Bonn — Western Europeans paraded their new ''measures'' - they shrink from calling them ''sanctions' - against repression in Poland at a NATO ambassadorial meeting in Brussels Feb. 3.
The measures against Poland and the Soviet Union are to be announced individually by each country in the next few days.
Monitor contributor Gary Yerkey reports from Brussels that the sanctions were taken, according to a NATO spokesman, because repression is getting worse in Poland. There has been ''no progress,'' the spokesman said, on the three NATO demands of Jan. 11: an end to martial law; release of detainees; and resumption of the domestic dialogue in Poland.
The spokesman said there were even ''some indications that (Polish) authorities are even less interested in negotiations with the (Roman Catholic) Church and Solidarity.''
New steps to be taken by European countries include reduced Soviet participation in oceanic cross trade; suspension of transport talks with the Soviet Union; suspension of meetings, visits, and bilateral economic, commercial , technical, scientific, and cultural agreements; curtailment of credit facilities; elimination of exceptions to the Western (COCOM) ban on technology transfer to Poland; and insistence on full reciprocity with the Polish airline LOT.
West Germany, France, Britain, and some other countries have already canceled LOT flights to their cities in retaliation for Polish cancellation of Western European flights into Poland.

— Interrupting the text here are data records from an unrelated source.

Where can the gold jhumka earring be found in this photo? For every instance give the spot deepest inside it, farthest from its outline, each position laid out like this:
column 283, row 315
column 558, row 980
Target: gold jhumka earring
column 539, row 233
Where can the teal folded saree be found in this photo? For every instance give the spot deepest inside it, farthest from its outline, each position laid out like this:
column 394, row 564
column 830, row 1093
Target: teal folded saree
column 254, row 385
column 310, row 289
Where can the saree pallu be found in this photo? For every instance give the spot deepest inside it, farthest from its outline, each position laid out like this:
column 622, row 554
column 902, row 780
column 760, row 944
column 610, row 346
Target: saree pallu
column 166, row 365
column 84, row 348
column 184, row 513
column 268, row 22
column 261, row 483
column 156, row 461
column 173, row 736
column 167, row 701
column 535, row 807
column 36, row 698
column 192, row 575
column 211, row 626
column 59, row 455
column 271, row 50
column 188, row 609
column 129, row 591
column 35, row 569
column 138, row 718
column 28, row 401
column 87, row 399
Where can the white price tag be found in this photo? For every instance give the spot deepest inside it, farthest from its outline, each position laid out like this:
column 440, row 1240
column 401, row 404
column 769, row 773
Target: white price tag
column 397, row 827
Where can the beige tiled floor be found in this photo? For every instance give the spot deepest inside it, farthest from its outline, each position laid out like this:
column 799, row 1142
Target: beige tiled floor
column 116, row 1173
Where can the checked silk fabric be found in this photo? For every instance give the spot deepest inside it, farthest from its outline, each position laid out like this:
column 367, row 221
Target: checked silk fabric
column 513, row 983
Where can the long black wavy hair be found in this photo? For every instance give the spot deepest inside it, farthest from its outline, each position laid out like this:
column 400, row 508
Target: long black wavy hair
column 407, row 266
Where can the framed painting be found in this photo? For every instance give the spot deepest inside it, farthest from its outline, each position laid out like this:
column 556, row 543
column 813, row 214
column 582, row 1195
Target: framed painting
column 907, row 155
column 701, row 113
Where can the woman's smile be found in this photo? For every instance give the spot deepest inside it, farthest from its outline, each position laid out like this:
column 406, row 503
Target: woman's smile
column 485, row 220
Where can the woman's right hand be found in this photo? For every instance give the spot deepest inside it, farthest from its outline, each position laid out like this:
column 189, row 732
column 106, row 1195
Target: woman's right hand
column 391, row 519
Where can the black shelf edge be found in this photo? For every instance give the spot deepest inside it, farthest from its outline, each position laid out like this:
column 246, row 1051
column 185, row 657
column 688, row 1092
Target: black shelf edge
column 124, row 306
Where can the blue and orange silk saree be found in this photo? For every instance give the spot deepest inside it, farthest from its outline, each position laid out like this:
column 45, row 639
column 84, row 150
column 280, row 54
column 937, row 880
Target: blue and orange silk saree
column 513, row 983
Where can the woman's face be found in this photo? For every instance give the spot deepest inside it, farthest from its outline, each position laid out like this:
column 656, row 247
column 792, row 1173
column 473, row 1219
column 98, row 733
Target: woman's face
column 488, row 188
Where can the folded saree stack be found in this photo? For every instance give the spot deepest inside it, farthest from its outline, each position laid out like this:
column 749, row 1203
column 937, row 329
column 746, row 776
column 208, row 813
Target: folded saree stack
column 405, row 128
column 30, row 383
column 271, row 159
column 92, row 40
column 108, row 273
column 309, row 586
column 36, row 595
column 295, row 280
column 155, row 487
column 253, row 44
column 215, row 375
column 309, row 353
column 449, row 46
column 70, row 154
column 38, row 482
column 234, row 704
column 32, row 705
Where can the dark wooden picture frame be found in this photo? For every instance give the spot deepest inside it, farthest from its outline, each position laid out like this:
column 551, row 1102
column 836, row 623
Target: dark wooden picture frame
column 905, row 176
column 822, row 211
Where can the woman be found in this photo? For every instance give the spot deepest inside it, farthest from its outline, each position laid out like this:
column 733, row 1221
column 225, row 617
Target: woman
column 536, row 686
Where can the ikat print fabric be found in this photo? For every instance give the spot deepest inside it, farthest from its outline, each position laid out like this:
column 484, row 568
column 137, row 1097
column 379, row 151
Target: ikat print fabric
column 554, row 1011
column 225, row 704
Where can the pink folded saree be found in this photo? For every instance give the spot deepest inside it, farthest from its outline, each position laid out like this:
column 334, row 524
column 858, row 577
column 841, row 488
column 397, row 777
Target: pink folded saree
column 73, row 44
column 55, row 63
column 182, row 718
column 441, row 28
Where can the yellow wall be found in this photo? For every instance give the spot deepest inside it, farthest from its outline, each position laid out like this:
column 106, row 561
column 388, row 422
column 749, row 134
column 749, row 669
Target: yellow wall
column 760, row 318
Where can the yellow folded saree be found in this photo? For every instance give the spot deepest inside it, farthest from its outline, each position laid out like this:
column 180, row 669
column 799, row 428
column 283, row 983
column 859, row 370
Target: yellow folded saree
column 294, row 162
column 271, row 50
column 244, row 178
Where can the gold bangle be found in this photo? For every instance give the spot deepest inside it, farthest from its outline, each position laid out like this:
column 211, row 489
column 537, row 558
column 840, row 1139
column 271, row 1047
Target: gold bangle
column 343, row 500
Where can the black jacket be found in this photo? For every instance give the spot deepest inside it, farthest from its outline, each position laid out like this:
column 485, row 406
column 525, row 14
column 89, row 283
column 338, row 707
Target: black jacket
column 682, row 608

These steps were announced by a NATO spokesman after the meeting.
A senior American official said further that several European nations had announced at the closed NATO meeting a suspension of negotiations with the Soviet Union on opening new Soviet consulates in their countries, and that there might also be higher West European tariffs on nonessential (i.e. nonenergy) Soviet imports.
Noting that only one or two countries were not moving on sanctions, the official stated, ''Virtually every government here today announced new measures taken.''
Whether Washington will, in fact, be satisfied with these measures remains to be seen. The US sharply increased its pressure for tougher and accelerated European sanctions following ex-Secretary of State Henry Kissinger's criticism of Secretary of State Alexander M. Haig's Jan. 26 meeting with Soviet Foreign Minister Andrei Gromyko; the Haig-Gromyko meeting itself; and the simultaneous failure of assembled European Community foreign ministers to agree on any dramatic joint measures.
US pressure on Western Europe took the unusual form of saying ''if you don't do more, we ourselves will do more.'' The ''more'' was broadly hinted to be applying to European licenses on American companies Washington's embargo on US technology exports, which represent a small percentage of the multibillion-dollar gas pipeline deal. The final American decision on whether to go this far has not yet been made, American and West German officials in Bonn believe.
At the same time that the US government was increasing pressures on its allies for more economic sanctions, it was reassuring them that it was not going to pull down the whole shaky financial structure of East-West trade. It did this by paying off $71 million of overdue Polish payments to American banks.
This move effectively forestalled any of the banks declaring Poland in default and setting off a run on the whole $27 billion Polish debt to the West.
Significantly, all of Europe is united in resisting - barring a direct Soviet occupation of Poland - economic sanctions that would bite into already contracted Soviet-Western trade.
The initial rhetoric from Paris and London after the Polish declaration of martial law condemned the Soviet Union as strongly as did American rhetoric.
But France, unlike West Germany, signed on for its share of the gas pipeline deal even after martial law in Poland. And even Britain opposes annulling existing contracts as much as West Germany does.
A further US-European dispute concerns the Helsinki Act follow-up meeting to be resumed in Madrid next week. Washington wants to adjourn this Conference on Security and Cooperation in Europe (CSCE) meeting indefinitely after a few days of criticizing Polish repression.
Europe wants to continue the meeting, as a forum in which to keep discussing Poland.